CES 2019: Voice Assistants, 8K TV, Connected Vehicles, AR, VR Eyewear

The annual tech mega-gathering known as CES kicks off Tuesday with a full lineup of Internet-connected gadgetry for all facets of consumer life.

CES grows and grows, with this year’s attendance pegged at more than 182,000 people from 155 countries with nearly 5,000 exhibiting companies and sessions with many hundreds of speakers.

Two days before the official opening of CES at the massive Las Vegas Convention Center and surrounding hotels, the head of research for the Consumer Technology Association (CTA), the organization that puts on CES, opens a pre-show for journalists and analysts to highlight trends and the state of the market.

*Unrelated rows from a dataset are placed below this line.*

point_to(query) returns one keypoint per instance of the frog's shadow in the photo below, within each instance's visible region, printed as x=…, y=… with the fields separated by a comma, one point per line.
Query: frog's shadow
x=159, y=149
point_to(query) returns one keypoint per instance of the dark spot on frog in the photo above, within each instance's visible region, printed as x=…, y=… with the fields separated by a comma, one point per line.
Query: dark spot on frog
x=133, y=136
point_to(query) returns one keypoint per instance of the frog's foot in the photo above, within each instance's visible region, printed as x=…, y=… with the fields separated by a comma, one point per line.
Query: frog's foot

By time frames, 2000 was the Digital Age, 2010 was the Connected Age and 2020 will be the Data Age, said Steve Koenig, vice president of research at CTA in his opening presentation.

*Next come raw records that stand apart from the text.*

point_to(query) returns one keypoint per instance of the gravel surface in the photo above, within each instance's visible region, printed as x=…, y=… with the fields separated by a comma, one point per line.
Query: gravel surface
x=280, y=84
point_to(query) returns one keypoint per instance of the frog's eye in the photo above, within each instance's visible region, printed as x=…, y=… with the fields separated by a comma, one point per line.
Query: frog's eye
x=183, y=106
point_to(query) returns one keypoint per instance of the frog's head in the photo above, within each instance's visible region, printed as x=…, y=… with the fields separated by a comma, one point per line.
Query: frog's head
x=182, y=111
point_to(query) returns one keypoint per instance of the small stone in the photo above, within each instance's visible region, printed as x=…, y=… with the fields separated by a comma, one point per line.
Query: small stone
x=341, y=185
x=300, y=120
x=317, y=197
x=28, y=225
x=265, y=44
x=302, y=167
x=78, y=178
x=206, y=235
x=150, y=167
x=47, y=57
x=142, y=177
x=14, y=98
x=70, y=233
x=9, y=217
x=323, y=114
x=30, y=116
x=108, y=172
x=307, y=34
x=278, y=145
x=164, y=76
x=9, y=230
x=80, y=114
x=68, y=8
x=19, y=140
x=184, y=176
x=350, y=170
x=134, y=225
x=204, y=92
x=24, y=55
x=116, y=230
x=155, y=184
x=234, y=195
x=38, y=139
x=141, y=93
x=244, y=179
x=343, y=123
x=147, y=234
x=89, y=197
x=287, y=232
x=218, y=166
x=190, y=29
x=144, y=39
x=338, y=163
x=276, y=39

The Internet of Things is becoming the Intelligence of Things, with the growth of embedded artificial intelligence, machine learning and digital assistants, Koenig said, noting that Amazon Alexa has nearly 60,000 skills and runs on more than 20,000 compatible devices.

Other advancements are on the horizon, such as 8K TV, with the average screen size today of 48 inches growing to 50 inches in two years, with 8K TV shipments estimated at more than a million by 2021.

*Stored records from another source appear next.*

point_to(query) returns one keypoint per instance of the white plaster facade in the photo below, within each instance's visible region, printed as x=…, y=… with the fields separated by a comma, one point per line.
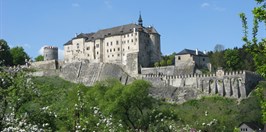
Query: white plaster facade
x=115, y=45
x=194, y=57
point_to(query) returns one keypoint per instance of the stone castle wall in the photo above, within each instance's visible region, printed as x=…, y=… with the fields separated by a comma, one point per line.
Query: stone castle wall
x=231, y=84
x=169, y=70
x=49, y=64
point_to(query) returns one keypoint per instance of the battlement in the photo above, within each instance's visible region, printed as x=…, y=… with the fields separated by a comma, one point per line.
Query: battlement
x=235, y=84
x=233, y=73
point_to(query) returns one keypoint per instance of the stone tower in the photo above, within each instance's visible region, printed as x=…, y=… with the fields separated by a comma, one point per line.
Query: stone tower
x=50, y=53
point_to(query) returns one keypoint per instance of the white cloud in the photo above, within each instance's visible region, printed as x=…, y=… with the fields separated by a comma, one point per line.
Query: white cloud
x=204, y=5
x=75, y=5
x=60, y=54
x=219, y=8
x=108, y=4
x=212, y=6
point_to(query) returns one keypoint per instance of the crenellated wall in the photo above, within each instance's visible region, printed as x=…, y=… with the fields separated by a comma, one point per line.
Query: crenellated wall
x=229, y=84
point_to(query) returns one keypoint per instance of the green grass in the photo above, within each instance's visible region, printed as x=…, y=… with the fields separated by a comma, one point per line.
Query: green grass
x=229, y=113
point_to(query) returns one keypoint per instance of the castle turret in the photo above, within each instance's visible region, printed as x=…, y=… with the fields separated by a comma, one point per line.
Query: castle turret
x=50, y=53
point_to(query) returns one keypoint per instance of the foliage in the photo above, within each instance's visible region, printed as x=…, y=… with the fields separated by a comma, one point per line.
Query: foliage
x=19, y=56
x=5, y=55
x=261, y=93
x=255, y=47
x=39, y=58
x=167, y=60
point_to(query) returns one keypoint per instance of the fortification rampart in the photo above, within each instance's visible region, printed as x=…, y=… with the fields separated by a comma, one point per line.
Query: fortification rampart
x=49, y=64
x=169, y=70
x=237, y=84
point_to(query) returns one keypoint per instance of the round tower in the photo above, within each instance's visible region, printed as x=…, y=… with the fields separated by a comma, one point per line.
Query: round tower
x=50, y=53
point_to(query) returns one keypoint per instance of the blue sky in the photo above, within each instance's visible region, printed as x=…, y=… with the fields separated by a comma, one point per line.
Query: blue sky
x=182, y=23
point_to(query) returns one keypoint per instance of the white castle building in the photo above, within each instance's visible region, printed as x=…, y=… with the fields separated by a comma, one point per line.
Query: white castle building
x=131, y=45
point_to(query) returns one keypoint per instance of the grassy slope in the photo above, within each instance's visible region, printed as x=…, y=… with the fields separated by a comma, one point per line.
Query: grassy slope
x=227, y=112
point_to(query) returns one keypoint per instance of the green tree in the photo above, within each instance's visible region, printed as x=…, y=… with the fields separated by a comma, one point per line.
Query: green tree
x=157, y=64
x=39, y=58
x=19, y=56
x=255, y=47
x=5, y=55
x=232, y=59
x=216, y=57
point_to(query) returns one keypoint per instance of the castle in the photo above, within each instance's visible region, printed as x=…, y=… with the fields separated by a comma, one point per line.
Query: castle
x=132, y=46
x=126, y=53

Shipments of eyewear for augmented and virtual reality are expected to slow slightly in 2019 and then ship more than 2 million units in 2020 and closer to 3 million units by 2023, said Koenig.

Many auto brands and vehicle tech suppliers will be showing their latest innovation at CES. Koenig noted that GM’s Cruise unit, Ford’s Argo AI and the Daimler/Bosch trials all are getting underway this year.

He pointed out the significant investments being made in self-driving technologies. These include Ford investing $1 billion in Argo AI, Toyota putting $1 billion into Toyota Research Institute, GM’s $581 million to acquire Cruise and another $500 million investment in Lyft, Volvo’s $300 million to purchase Otto, Intel’s $15.3 billion to buy Mobileye and Hyundai’s $1.7 billion in research and development.

There’s a lot of money resting on the devices being shown this week.  Some are quite appropriately being introduced in Las Vegas.